As empresas perdem milhões de euros em reuniões, é um mindset que temos de mudar“, ressalva. Para saber quanto pode estar a perder numa reunião demasiado longa, há já ferramentas online que o ajudam a calcular os gastos, como é o caso da Readytalk ou da Meetingking. Nestas plataformas, pode introduzir o tempo das reuniões e o número de participantes e calcular o custo de cada reunião, tendo por base o salário de cada trabalhador.

Quando falamos em trabalho remoto, o que tendemos a fazer é não ir suficientemente longe, porque pensamos que isto é temporário. Se eu aceitar que a pandemia mudou tudo, então cria-se um espaço para começarmos a ter conversas um pouco mais sérias sobre como é que queremos funcionar no futuro.

Nadim Habib

Professor da Nova SBE

“As empresas ainda estão muito ‘viciadas’ na proximidade física entre colegas de equipa, então tudo será pretexto para marcar uma reunião que acaba por interromper o fluxo de trabalho e por ser contraproducente”, alerta Henrique Paranhos, da WEBrand Agency, que também tem ajudado empresas a transitar para o remoto, desde o início da pandemia. “O que aprendemos com a nossa experiência foi de que não se pode aplicar o conceito one size fits all. Cada caso é um caso, cada empresa é uma empresa, cada equipa é uma equipa. Porque, ao final do dia, as empresas são feitas de pessoas e cada ser humano pode ter diferentes hábitos de trabalho e rotinas de produtividade”, realça o fundador.
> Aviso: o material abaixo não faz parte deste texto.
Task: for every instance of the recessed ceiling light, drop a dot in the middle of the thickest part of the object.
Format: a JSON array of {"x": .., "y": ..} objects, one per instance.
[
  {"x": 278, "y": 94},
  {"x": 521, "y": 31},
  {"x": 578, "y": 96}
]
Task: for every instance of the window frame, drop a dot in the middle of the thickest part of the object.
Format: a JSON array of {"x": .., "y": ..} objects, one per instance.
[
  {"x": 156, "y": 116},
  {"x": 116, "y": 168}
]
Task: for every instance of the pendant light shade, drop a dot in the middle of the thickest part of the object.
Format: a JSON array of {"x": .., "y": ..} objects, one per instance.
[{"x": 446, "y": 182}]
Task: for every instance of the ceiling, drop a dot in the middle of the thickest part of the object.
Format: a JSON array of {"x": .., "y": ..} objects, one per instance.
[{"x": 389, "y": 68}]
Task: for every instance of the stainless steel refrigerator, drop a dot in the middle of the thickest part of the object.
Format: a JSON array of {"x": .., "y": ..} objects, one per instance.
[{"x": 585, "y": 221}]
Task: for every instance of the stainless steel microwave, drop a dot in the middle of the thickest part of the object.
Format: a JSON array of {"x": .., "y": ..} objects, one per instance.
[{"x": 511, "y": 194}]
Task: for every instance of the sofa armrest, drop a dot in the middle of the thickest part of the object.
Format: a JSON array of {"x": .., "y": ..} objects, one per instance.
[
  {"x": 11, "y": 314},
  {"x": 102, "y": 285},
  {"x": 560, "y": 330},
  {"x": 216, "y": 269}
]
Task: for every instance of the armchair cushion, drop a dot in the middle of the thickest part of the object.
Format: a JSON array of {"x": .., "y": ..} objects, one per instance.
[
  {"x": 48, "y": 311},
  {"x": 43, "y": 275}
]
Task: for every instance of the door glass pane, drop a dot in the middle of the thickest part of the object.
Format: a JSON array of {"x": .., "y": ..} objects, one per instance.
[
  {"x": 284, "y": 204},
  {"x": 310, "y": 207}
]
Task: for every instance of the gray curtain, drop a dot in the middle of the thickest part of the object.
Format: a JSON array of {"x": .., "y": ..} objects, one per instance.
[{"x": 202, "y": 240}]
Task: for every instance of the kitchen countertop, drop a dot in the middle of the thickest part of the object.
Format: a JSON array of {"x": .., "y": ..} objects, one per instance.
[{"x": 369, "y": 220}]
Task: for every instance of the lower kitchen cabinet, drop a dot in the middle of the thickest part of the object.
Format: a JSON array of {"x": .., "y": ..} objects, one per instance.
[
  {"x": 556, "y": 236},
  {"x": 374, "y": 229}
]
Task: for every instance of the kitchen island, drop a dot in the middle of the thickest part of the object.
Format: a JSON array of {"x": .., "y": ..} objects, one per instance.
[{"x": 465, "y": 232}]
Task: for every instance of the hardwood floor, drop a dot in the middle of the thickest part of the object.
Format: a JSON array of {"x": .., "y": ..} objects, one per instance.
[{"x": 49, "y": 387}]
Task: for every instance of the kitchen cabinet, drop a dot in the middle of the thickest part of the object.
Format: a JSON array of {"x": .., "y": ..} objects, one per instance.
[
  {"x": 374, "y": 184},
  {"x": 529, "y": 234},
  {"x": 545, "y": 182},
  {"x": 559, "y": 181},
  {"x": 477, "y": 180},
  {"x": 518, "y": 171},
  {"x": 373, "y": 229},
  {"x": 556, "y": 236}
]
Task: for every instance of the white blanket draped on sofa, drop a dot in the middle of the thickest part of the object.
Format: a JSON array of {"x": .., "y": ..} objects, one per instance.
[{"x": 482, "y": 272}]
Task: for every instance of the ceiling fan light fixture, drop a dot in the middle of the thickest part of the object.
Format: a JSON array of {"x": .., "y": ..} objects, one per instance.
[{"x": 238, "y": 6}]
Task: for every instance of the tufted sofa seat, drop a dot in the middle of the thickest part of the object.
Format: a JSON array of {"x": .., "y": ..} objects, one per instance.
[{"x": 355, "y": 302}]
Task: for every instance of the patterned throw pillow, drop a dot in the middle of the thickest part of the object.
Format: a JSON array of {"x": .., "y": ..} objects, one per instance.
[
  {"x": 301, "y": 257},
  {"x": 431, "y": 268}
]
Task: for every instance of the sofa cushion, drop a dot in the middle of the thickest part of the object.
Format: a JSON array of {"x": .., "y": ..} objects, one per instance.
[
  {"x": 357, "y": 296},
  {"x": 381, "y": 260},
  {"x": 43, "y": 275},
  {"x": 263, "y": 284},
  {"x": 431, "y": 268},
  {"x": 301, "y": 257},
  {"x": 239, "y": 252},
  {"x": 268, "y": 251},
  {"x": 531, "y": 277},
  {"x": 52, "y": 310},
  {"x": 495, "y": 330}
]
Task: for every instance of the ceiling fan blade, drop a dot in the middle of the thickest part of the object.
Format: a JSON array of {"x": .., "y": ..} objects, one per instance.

Gestores podem ter um papel fundamental

O problema que a pandemia criou é que nós criamos uma ferramenta chamada Teams Zoom, Webex ou Skype, e estamos a tentar fazer tudo com ela“, alerta Nadid Habim, em conversa com a Pessoas.

A pandemia ensinou-nos três coisas muito importantes. A primeira é que muitas das mudanças que fizemos por causa da pandemia, já devíamos ter feito antes. A segunda é que todos [líderes] subestimaram a capacidade das suas equipas para fazer esta mudança. A terceira lição — visível em agosto e setembro –, é a forma como todos queriam voltar para o passado”, sublinha o professor da Nova SBE, questionando: “Em vez de celebrar as equipas, devemos começar a questionar os líderes. Porque que é subestimaram tanto as vossas equipas?”.

Para quem já trabalhava remotamente antes da pandemia, e para quem olha para o futuro, as conclusões são comuns: a comunicação dentro das empresas — e que inclui as reuniões –, terá de ser mais assíncrona e vai exigir mais confiança por parte de quem gere.

O segredo para as empresas que querem adaptar-se a esta realidade, aconselha Henrique Paranhos, é “aprenderem a confiar e comunicar muito – o máximo possível – dar muito feedback e gerir sempre as expectativas das chefias, colegas e colaboradores. E isto não significa estar o tempo todo a reunir por tudo e por nada”, explica.